As reported on PharmaBiz, AstraZeneca has announced that the US Food and Drug Administration (FDA) has accepted for review a supplemental Biologics License Application (sBLA) for ravulizumab (Ultomiris) for the treatment of adults with immunoglobulin A nephropathy (IgAN), a rare and progressive kidney disorder. The application has been granted Priority Review status, indicating that regulators believe the therapy could represent a meaningful advancement over current treatment options. A regulatory decision is expected in the fourth quarter of 2026.
IgAN is characterized by the accumulation of abnormal immunoglobulin A (IgA) immune complexes in the kidneys, leading to inflammation and gradual damage to glomeruli, the structures responsible for filtering blood. Over time, this process can impair renal function and may progress to chronic kidney disease or end-stage kidney failure. In the United States, more than 200,000 individuals are estimated to be affected by the condition.
The submission is supported by findings from a prespecified interim analysis of the Phase III I CAN trial, recently presented at the 2026 European Renal Association Congress. In this study, ravulizumab demonstrated a substantial reduction in proteinuria — a key indicator of kidney damage. Patients receiving the therapy experienced an approximate 46% reduction in urine protein-to-creatinine ratio from baseline at 34 weeks, compared with a modest reduction of about 6% in the placebo group. This translated into a placebo-adjusted decrease of over 40%.

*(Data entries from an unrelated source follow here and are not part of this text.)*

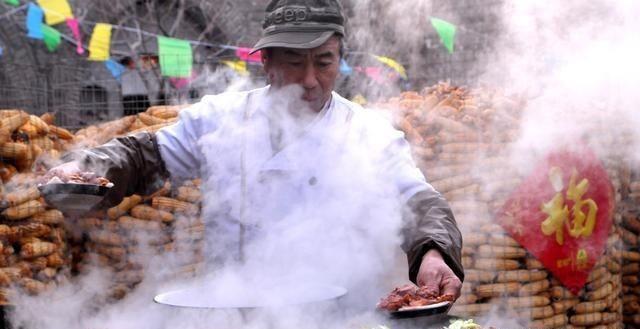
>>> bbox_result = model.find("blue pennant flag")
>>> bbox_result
[104,59,127,81]
[26,2,44,40]
[340,58,353,75]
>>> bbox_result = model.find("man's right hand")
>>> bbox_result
[49,161,82,175]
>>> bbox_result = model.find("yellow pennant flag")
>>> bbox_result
[89,23,111,61]
[38,0,73,25]
[374,55,407,80]
[222,60,249,75]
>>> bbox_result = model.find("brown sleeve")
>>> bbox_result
[63,132,169,208]
[402,189,464,284]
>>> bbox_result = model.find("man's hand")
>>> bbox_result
[49,161,82,175]
[416,249,462,299]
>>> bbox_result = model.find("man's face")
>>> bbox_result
[262,36,340,112]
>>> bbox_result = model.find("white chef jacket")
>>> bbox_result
[156,86,435,260]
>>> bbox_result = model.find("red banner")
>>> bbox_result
[497,147,614,294]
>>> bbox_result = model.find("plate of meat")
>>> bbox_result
[377,285,454,318]
[38,172,113,214]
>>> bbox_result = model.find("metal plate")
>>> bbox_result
[153,283,347,309]
[391,302,453,318]
[38,184,111,214]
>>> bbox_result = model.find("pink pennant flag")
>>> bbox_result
[67,18,84,55]
[355,66,385,83]
[236,48,262,63]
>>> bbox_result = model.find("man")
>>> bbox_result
[59,0,464,298]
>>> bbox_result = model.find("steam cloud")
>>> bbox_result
[6,0,640,329]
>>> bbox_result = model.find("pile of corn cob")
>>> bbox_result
[379,83,622,328]
[0,174,70,304]
[0,109,73,177]
[621,176,640,328]
[75,105,188,147]
[74,180,204,301]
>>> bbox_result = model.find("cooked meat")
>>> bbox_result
[40,171,112,186]
[378,285,454,311]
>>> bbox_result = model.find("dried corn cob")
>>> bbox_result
[49,125,73,140]
[118,215,163,231]
[518,306,555,320]
[31,209,64,225]
[529,314,569,329]
[519,279,549,296]
[474,258,520,271]
[2,200,45,220]
[0,143,30,159]
[0,111,29,132]
[20,241,58,258]
[131,205,173,223]
[5,186,40,206]
[107,194,142,219]
[475,282,522,298]
[478,245,527,259]
[176,186,202,203]
[151,197,198,215]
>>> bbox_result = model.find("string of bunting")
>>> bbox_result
[0,0,456,82]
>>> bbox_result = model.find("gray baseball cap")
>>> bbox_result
[251,0,345,53]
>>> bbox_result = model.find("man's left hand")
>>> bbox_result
[416,249,462,299]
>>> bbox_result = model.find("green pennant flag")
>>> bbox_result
[158,36,193,78]
[42,24,60,52]
[431,17,456,54]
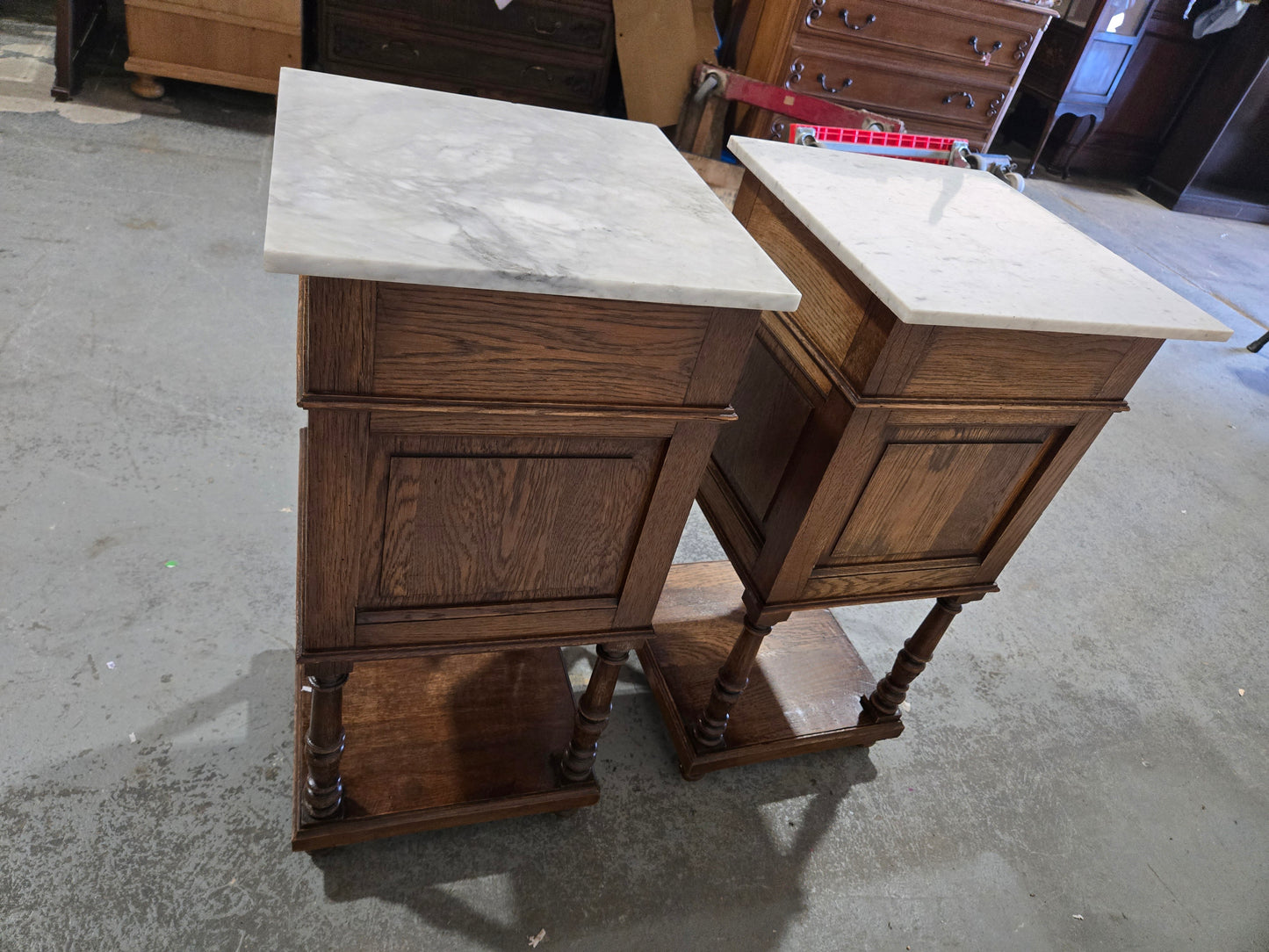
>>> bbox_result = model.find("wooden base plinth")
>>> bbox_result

Notably, improvements in proteinuria were observed early in the treatment course, emerging within the first 10 weeks and persisting through the duration of the interim analysis period. The therapeutic effect appeared consistent across different patient populations, regardless of demographic or disease characteristics. Longer-term outcomes, including changes in estimated glomerular filtration rate (eGFR), are still being evaluated, with final analysis planned at 106 weeks.
Ravulizumab targets the complement system, specifically inhibiting the C5 protein involved in the terminal complement cascade. This mechanism is particularly relevant in IgAN, where complement activation contributes to inflammation and progressive kidney injury. If approved, ravulizumab would become the first C5 inhibitor indicated for this condition, potentially introducing a new disease-modifying approach.
The safety profile observed in the trial was consistent with previous studies of the drug, and no new safety concerns were identified. The treatment was generally well tolerated among participants.
Experts note that despite available therapies, many patients with IgAN continue to experience disease progression, highlighting the need for more effective interventions. AstraZeneca’s rare disease unit, Alexion, emphasized that complement inhibition could play a key role in addressing underlying disease mechanisms rather than only managing symptoms.
The FDA’s Priority Review designation is reserved for therapies that may significantly improve treatment, diagnosis, or prevention of serious conditions. As such, the upcoming regulatory decision will be closely watched by clinicians and researchers in nephrology, given the ongoing unmet need for innovative treatments in IgAN.